What to do if there is a blockage?
If your business has a drainage-related problem, the first priority is to locate the source of the issue and determine whether the blockage or leak falls under your jurisdiction. If this is not clear, it is worth contacting your water and sewerage company or the local environmental health department to help you identify where the problem is located.
The responsible party will need to take action as follows:
- Blockages that are the responsibility of the business/property owner need to be dealt with privately. This is likely to mean getting in touch with a reputable drainage contractor (such as Lanes for Drains), with the costs covered by the business itself or its insurers.
- Problems arising from pipes owned by the local water and sewerage company will be dealt with by them. Get in touch as soon as possible to report the issue, which should be fixed free of charge.
- Blockages and smells arising from road gullies and properties maintained by the local council, should be reported appropriately.
The importance of dealing with drainage issues the right way
Efficient handling of problems with pipes and drains should be considered a top priority for any business: failure to do so can result in key facilities breaking down, flooding, pollution incidents or sewage spills. Not only can damage be expensive to repair, it could disrupt your own operation, ultimately affecting your bottomline.

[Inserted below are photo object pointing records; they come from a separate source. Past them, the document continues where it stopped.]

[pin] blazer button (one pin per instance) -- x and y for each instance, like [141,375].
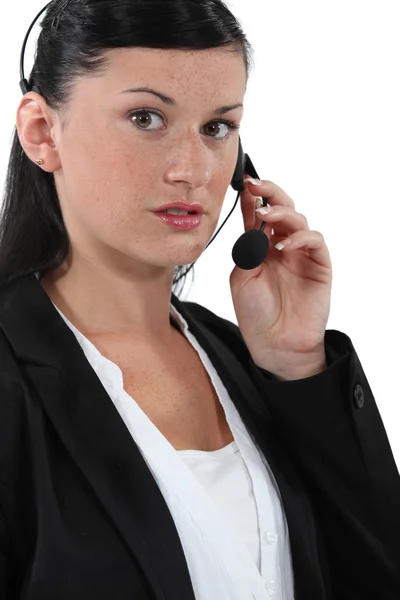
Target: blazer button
[358,396]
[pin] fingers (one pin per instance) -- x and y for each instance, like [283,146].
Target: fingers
[284,219]
[314,243]
[271,191]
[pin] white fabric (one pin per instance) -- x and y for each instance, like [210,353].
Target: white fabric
[225,504]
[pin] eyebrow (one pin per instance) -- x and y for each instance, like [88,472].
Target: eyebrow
[171,102]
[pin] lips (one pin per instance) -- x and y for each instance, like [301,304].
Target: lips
[191,208]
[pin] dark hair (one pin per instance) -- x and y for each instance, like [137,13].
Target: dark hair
[74,39]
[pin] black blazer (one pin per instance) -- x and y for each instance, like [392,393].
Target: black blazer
[82,517]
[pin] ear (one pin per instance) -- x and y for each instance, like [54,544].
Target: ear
[37,128]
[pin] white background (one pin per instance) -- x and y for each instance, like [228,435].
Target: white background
[322,121]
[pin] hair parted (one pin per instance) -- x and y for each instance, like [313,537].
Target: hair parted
[73,43]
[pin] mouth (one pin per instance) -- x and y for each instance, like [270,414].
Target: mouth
[180,209]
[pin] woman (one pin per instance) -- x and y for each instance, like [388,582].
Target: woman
[149,448]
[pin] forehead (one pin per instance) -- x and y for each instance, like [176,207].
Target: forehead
[209,72]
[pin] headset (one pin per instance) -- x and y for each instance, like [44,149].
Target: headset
[252,247]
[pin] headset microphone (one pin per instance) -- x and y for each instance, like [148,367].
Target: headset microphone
[251,249]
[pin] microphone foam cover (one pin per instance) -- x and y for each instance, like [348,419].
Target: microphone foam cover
[250,249]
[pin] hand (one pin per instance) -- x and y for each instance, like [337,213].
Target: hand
[282,306]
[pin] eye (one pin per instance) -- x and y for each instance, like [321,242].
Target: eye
[141,117]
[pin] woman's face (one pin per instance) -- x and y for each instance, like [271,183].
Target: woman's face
[117,168]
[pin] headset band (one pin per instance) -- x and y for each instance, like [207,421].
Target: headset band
[23,84]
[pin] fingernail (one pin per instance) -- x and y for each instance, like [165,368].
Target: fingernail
[282,244]
[253,181]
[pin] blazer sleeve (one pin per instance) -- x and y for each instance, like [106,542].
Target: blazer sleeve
[6,591]
[333,430]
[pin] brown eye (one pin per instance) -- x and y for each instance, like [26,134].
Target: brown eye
[142,118]
[214,126]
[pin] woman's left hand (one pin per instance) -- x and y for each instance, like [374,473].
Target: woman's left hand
[282,306]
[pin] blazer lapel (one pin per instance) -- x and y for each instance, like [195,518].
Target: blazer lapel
[95,435]
[254,412]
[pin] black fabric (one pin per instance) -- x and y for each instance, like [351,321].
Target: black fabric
[81,515]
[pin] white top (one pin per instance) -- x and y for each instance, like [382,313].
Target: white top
[225,504]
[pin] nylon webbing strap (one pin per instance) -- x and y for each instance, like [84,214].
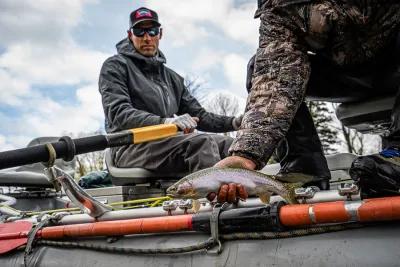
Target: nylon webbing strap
[214,227]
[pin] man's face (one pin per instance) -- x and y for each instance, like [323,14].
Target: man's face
[146,45]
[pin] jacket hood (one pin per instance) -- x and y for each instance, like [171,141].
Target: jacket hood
[125,47]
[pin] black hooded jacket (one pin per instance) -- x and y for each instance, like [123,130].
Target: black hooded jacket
[140,91]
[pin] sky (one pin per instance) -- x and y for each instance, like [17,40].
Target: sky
[51,53]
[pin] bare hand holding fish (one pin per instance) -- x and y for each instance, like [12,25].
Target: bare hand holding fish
[239,181]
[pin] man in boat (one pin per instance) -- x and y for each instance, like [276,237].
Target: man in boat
[305,48]
[138,90]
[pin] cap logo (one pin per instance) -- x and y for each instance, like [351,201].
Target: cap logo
[143,14]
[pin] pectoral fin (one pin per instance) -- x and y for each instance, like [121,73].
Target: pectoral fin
[196,205]
[265,197]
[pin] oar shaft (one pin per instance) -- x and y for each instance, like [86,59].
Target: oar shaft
[369,210]
[40,153]
[119,228]
[15,235]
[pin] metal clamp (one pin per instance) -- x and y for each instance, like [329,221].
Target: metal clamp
[303,194]
[348,189]
[51,175]
[185,205]
[169,206]
[214,227]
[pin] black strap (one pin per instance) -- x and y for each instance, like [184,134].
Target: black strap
[71,149]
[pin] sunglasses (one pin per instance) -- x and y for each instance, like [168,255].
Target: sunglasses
[139,32]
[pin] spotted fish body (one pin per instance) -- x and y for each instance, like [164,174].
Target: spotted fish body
[199,184]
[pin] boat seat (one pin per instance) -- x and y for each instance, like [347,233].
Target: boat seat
[368,116]
[132,176]
[32,175]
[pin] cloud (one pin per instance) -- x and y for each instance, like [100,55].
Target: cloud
[235,69]
[39,51]
[12,89]
[38,21]
[55,64]
[190,20]
[44,116]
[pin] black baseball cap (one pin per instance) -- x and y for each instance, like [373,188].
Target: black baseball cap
[143,14]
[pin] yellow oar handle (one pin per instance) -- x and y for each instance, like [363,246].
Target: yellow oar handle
[154,132]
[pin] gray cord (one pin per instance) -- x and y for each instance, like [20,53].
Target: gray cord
[205,244]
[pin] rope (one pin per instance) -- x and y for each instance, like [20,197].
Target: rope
[292,233]
[205,245]
[104,248]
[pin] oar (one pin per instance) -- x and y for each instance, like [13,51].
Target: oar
[15,234]
[67,148]
[270,218]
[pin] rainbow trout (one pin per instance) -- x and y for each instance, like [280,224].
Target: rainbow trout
[199,184]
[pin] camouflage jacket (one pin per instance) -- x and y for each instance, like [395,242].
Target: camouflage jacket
[348,32]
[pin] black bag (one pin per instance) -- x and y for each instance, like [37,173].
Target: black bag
[376,175]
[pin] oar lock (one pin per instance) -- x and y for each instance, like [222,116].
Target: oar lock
[302,194]
[171,205]
[348,189]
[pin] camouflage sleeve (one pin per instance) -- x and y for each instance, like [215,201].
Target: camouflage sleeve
[281,73]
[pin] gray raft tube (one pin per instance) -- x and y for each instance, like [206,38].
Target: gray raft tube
[6,202]
[321,196]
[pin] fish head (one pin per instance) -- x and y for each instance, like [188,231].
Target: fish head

There is a risk too, that you could accrue regulatory penalties if authorities consider that you are not following established guidelines for wastewater disposal. When discharging trade effluent into a public sewer, for example, the Water Industry Act of 1991 dictates that a licence is required. Be aware that water and sewerage companies and environmental authorities will take action when wrongdoing is identified.
In Staffordshire, one company was charged £33,000 for polluting a watercourse with clay after exceeding its discharge consent limit, while a food manufacturer in Worcestershire was fined £12,000 for making illegal discharges into Severn Trent Water’s sewer network and ordered to pay costs of over £30,000. In just one six-month period, the same authority brought successful prosecutions against seven different firms in the Midlands for illegal discharges into the sewer network.
Top maintenance tips for businesses
Fortunately, keeping on top of wastewater disposal responsibilities and preventing drainage issues from getting out of hand is not difficult. Just consider the following basic guidelines:
- Ensure everyone in your company knows what not to dispose of down the drain: wipes, sanitary products, fat, oil and grease (FOG) are known to be a leading cause of blocked drains.
- Be prepared for extreme weather by making sure your drains are able to operate at full capacity. This is particularly important seasonally and may go a long way to protecting your business from flooding.
- Arrange a CCTV survey of your drains to identify any defects or blockages before they become a problem, and have pipes cleaned out regularly. Your contractor will advise on frequency depending on the result of these inspections.
- Consider switching your water and sewerage service supplier. From April 2017, the new Water Act has meant that all commercial, public sector and not-for-profit organisations in England can now choose a water and sewerage provider and negotiate a package that suits their particular needs, whether that be for more efficient customer service, tailored packages, more proactive advice services or different pricing.
- Provide suitable disposal units for sanitary waste.